Transition : La scène de la mort est à la fois tendre et tragique. Manon disparaît sous les yeux de Des Grieux, et cette
perte marque pour lui une condamnation à un chagrin éternel.
3. Un deuil éternel et une vie de souffrance (lignes 16 à 20)
• "Mon âme ne suivit pas la sienne." → Cette phrase exprime un regret profond : Des Grieux aurait voulu
mourir avec Manon, mais il en est empêché.
• "Le Ciel ne me trouva point, sans doute, assez rigoureusement puni." → Il adopte une vision fataliste de
son malheur, suggérant une forme de justice divine qui le condamne à vivre.
• "Il a voulu que j’aie traîné, depuis, une vie languissante et misérable." → Le verbe "traîner" traduit une
existence sans but, marquée par la souffrance. L’adjectif "languissante" insiste sur l’épuisement moral du
personnage.
• "Je renonce volontairement à la mener jamais plus heureuse." → La négation absolue "jamais plus"

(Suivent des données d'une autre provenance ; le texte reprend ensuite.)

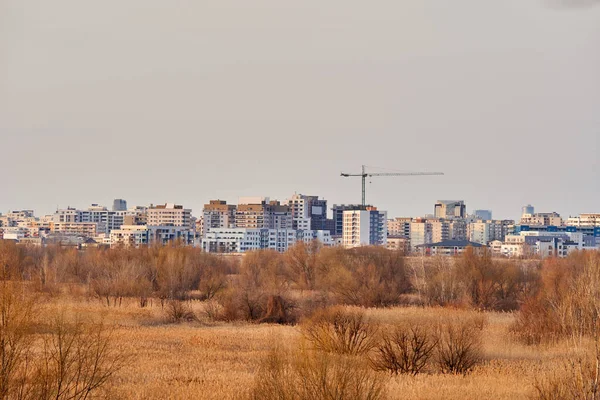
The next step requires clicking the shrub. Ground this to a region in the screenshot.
[370,323,438,375]
[250,349,385,400]
[303,307,378,355]
[512,252,600,343]
[30,315,130,400]
[534,357,600,400]
[436,317,484,374]
[165,300,197,323]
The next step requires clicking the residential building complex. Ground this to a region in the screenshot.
[342,207,387,247]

montre qu’il se ferme à toute possibilité de bonheur.
• Cette dernière phrase scelle le destin de Des Grieux : il devient un homme marqué par le deuil et
incapable de trouver une quelconque rédemption.
Conclusion
Cet extrait illustre le paroxysme du pathétique dans Manon Lescaut. Des Grieux, après avoir tout sacrifié pour Manon,
doit désormais affronter sa mort et son deuil éternel. Le texte insiste sur l’intensité de la douleur, l’impossibilité de
mettre en mots le chagrin et la condamnation du narrateur à une vie misérable. L’écriture lyrique, marquée par les
hyperboles et les expressions de douleur, contribue à faire de cette scène un moment clé du roman.
Ouverture
La souffrance amoureuse et le deuil tragique sont des thèmes récurrents dans la littérature. On peut rapprocher cet
extrait d’un roman du XIXe siècle comme Le Rouge et le Noir de Stendhal, où Julien Sorel, condamné à mort, vit un
amour absolu et tragique avec Mme de Rênal. Ce motif du héros maudit et marqué par la fatalité sera aussi repris dans
le romantisme, notamment dans Les Misérables de Victor Hugo avec la passion déchirante de Marius et Cosette.